Damián asintió, satisfecho.
—Perfecta.
Simona también estaba contenta con su aspecto. Tomó el brazo de Damián y subieron al coche que los llevaría a la gala.
El evento se celebraba en un crucero, en una zona costera de Nueva Solana.
Cuando Simona y Damián subieron a bordo, la fiesta ya había comenzado. El salón principal era un derroche de elegancia y lujo, y los invitados eran la flor y nata de la sociedad.
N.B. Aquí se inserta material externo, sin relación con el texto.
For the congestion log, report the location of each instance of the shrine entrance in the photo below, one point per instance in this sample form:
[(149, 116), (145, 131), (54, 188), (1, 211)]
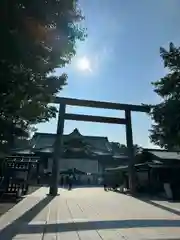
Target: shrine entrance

Apenas Damián entró, alguien lo llamó.
—La subasta benéfica aún no ha comenzado —le dijo a Simona en voz baja—. Ve a la zona de comida y toma algo. Ahora vuelvo a buscarte.
Simona asintió y Damián se alejó.
Siguió la dirección que le había indicado y llegó a la zona de comida. Una gran variedad de postres y bebidas se exhibían en una larga mesa, donde hasta las decoraciones estaban incrustadas con joyas.
Era la primera vez que asistía a una gala tan opulenta.
No en vano era el evento benéfico más grande de Nueva Solana.
—¿Mamá? ¿Qué haces aquí?
Una voz infantil familiar sonó a sus pies. Simona bajó la vista y vio a Álvaro de pie junto a ella. Llevaba un pequeño esmoquin con un moño negro, en cuyo centro brillaba un diamante. Su cabello estaba peinado hacia atrás, revelando un rostro atractivo y despejado. La miraba con los ojos muy abiertos, llamándola «mamá» como si nunca hubiera habido problemas entre ellos.